Students often do not have a financial background and want to begin learning about finance, but the sheer amount of resources that exist online make it difficult to know which articles are good for people to read. Thus we thought the best way to tackle this problem was to use a machine learning technique known as sentiment analysis to determine the tone of articles, allowing us to recommend more neutral options to users and provide a visual view of the different articles available so that users can make more informed decisions on the articles they read.
This product is a web based application that performs sentiment analysis on a large scope of articles to aid users in finding biased, or un - biased articles. We also offer three data visualizations of each topic, an interactive graph that shows the distribution of sentiment scores on articles, a heatmap of the sentiment scores and a word cloud showing common key words among the articles.
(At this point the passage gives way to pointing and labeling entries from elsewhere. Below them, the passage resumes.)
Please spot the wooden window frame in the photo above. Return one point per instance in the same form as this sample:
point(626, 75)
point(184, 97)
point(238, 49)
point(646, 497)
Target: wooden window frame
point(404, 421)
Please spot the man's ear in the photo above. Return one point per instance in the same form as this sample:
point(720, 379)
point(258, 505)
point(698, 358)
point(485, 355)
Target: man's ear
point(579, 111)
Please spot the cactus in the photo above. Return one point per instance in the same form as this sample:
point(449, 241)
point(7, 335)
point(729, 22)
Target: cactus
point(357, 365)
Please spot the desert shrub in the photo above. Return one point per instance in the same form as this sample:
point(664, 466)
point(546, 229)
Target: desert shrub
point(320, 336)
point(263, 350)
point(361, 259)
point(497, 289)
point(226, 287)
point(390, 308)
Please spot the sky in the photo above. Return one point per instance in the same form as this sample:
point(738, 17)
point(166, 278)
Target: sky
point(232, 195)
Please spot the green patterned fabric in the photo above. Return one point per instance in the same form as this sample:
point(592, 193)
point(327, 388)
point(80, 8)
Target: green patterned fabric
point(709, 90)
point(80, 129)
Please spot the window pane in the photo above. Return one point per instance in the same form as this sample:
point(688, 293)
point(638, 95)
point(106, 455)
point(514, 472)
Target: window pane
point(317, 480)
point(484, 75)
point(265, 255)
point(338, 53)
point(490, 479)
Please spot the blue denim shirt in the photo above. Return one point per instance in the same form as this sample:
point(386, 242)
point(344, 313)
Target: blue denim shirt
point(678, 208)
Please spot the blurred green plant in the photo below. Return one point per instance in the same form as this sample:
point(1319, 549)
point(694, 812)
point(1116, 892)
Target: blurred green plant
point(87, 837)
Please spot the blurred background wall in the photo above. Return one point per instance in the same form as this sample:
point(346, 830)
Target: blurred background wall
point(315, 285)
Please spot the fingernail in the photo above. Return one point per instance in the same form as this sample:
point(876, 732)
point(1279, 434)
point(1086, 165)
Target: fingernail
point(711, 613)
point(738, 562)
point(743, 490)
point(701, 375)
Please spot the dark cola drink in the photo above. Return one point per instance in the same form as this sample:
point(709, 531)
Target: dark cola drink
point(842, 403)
Around 80 unique articles from 10 different domains were scraped from the web using scrapy. This data was then processed with the help of Indico's machine learning API. The API provided us with the tools to perform sentiment analysis on all of our articles which was the main feature of our product. We then further used the summarize feature of Indico api to create shorter descriptions of the article for our users. Indico api also powers the other two data visualizations that we provide to our users. The first of the two visualizations would be the heatmap which is also created through tableau and takes the sentimenthq scores to better visualize and compare articles and the difference between the sentiment scores. The last visualization is powered by wordcloud which is built on top of pillow and matplotlib. It takes keywords generated by Indico api and displays the most frequent keywords across all articles.The web application is powered by Django and a SQL lite database in the backend, bootstrap for the frontend and is all hosted on a google cloud platform app engine.
The project itself was a challenge since it was our first time building a web application with Django and hosting on a cloud platform. Another challenge arose in data scraping, when finding the titles of the articles, different domains placed their article titles in different locations and tags making it difficult to make one scraper that could abstract to many websites. Not only this, but the data that was returned by the scraper was not the correct format for us to easily manipulate so unpackaging dictionaries and such were small little tasks that we had to do in order for us to solve these problems. On the data visualization side, there was no graphic library that would fit our vision for the interactive graph, so we had to build that on our own!
Being able to accomplish the goals that we set out for the project and actually generating useful information in our web application based on the data that we ran through Indico API.
We learned how to build websites using Django, generate word clouds using matplotlib and pandas, host websites on google cloud platform, how to utilize the Indico api and researched various types of data visualization techniques.
Lots of improvements could still be made to this project and here are just some of the different things that could be done. The scraper created for the data required us to manually run the script for every new link but creating an automated scraper that built the correct data structures for us to directly pipeline to our website would be much more ideal. Next we would expand our website to have not just financial categories but any topic that has articles about it.
- Clone this in a local repository
- Then run "pip install -r requirements.txt"
- Then run "python manage.py runserver"